< 1 Samuël 18 >

1 Toen David het gesprek met Saul geëindigd had, Ook Jonatan voelde zich tot David aangetrokken, en hield van hem als van zichzelf.
After David finished speaking with Saul, Jonathan became great friends with David. He loved David as he loved himself.
2 nam Saul hem nog die eigen dag in zijn dienst, en liet hem niet meer naar zijn ouderlijk huis teruggaan.
From that time on Jonathan had David work for him and would not let him go back home.
3 En omdat Jonatan evenveel van David hield als van zich zelf, sloot hij vriendschap met hem.
Jonathan made a solemn agreement with David because he loved him as he loved himself.
4 Hij trok de mantel uit, die hij droeg, en gaf die aan David, met zijn wapenrusting en zwaard, met zijn boog en zijn gordel.
Jonathan took off the robe he was wearing and gave it to David, together with his tunic, his sword, his bow, and his belt.
5 Als David iets ondernam, dan slaagde hij, wat Saul hem ook opdroeg.
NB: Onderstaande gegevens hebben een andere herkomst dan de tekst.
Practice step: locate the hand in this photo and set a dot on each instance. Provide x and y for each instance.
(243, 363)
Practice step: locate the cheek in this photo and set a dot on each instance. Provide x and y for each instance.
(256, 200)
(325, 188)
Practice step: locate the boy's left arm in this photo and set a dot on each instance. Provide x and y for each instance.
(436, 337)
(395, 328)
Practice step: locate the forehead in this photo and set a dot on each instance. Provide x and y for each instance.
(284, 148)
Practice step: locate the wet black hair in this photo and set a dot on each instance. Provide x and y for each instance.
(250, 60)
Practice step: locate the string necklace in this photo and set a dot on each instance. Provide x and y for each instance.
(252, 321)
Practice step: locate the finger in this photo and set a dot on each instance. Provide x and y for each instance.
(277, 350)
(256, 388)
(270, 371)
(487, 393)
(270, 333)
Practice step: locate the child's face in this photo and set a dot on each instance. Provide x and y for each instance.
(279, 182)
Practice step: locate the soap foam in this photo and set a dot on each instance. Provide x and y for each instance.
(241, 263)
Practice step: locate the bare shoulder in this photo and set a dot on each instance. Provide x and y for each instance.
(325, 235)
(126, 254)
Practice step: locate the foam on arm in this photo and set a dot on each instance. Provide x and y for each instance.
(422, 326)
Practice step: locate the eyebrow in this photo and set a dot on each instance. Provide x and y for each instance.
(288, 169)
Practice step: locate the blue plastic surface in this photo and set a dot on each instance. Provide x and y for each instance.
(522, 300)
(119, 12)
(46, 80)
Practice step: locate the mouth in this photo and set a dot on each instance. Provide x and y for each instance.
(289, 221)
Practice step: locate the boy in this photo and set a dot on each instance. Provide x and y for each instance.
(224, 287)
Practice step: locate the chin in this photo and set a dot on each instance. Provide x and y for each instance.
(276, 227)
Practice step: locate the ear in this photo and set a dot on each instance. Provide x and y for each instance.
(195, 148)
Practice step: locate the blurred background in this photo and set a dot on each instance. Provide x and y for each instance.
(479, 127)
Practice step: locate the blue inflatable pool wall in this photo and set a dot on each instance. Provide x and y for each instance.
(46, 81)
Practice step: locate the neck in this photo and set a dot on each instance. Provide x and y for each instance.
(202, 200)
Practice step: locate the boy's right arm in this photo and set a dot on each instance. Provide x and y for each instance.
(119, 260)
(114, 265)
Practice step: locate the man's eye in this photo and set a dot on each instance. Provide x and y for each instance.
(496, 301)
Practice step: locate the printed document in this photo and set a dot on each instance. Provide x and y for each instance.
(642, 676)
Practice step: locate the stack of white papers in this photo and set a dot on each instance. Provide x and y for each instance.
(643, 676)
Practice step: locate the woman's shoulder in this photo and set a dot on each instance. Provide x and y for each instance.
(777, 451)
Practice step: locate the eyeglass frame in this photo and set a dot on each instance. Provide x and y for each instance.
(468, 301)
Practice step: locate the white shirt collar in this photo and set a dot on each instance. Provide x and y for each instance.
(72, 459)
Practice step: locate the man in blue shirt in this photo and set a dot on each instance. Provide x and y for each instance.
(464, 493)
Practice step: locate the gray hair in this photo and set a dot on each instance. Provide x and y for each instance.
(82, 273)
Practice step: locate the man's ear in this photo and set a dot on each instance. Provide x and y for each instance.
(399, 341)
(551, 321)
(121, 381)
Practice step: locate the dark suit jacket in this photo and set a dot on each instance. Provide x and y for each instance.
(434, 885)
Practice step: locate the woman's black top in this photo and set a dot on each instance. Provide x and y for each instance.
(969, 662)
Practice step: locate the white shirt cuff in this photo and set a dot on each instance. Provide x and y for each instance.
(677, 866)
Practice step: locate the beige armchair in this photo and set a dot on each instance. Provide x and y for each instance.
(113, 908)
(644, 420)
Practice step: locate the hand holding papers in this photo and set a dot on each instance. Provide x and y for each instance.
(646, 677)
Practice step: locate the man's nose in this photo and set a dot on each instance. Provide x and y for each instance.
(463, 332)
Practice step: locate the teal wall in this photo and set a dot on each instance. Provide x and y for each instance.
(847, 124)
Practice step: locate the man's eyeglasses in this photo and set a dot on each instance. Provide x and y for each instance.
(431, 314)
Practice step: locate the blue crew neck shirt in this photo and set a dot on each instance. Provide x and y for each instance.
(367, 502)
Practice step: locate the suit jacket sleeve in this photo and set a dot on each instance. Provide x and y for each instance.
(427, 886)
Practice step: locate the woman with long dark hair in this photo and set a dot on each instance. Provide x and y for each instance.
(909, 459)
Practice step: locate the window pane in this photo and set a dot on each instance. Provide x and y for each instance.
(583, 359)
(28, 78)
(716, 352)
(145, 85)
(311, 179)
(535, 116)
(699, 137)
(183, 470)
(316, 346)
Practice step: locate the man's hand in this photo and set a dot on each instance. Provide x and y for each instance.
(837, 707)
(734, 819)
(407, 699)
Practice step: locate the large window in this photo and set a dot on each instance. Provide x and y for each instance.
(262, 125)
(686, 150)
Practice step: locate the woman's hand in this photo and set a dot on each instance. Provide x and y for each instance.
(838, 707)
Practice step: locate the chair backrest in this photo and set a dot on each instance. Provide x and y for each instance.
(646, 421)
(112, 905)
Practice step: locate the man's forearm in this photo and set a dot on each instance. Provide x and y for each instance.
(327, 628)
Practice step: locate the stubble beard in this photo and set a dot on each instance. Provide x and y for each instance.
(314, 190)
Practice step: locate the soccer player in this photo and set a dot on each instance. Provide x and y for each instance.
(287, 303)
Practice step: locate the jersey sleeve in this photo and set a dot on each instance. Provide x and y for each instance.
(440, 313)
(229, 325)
Daarom stelde Saul hem aan het hoofd van de soldaten, en werd hij bemind door heel het volk, zelfs door de dienaren van Saul.
David was successful in doing everything Saul asked him to do, so Saul made him an officer in the army. This pleased everyone, including Saul's other officers.
6 Maar toen David eens van een overwinning op de Filistijnen terugkeerde, en zij hun intocht hielden, trokken uit alle steden van Israël de vrouwen met liederen en reidansen, met feestelijke tamboerijnen en handpauken koning Saul tegemoet.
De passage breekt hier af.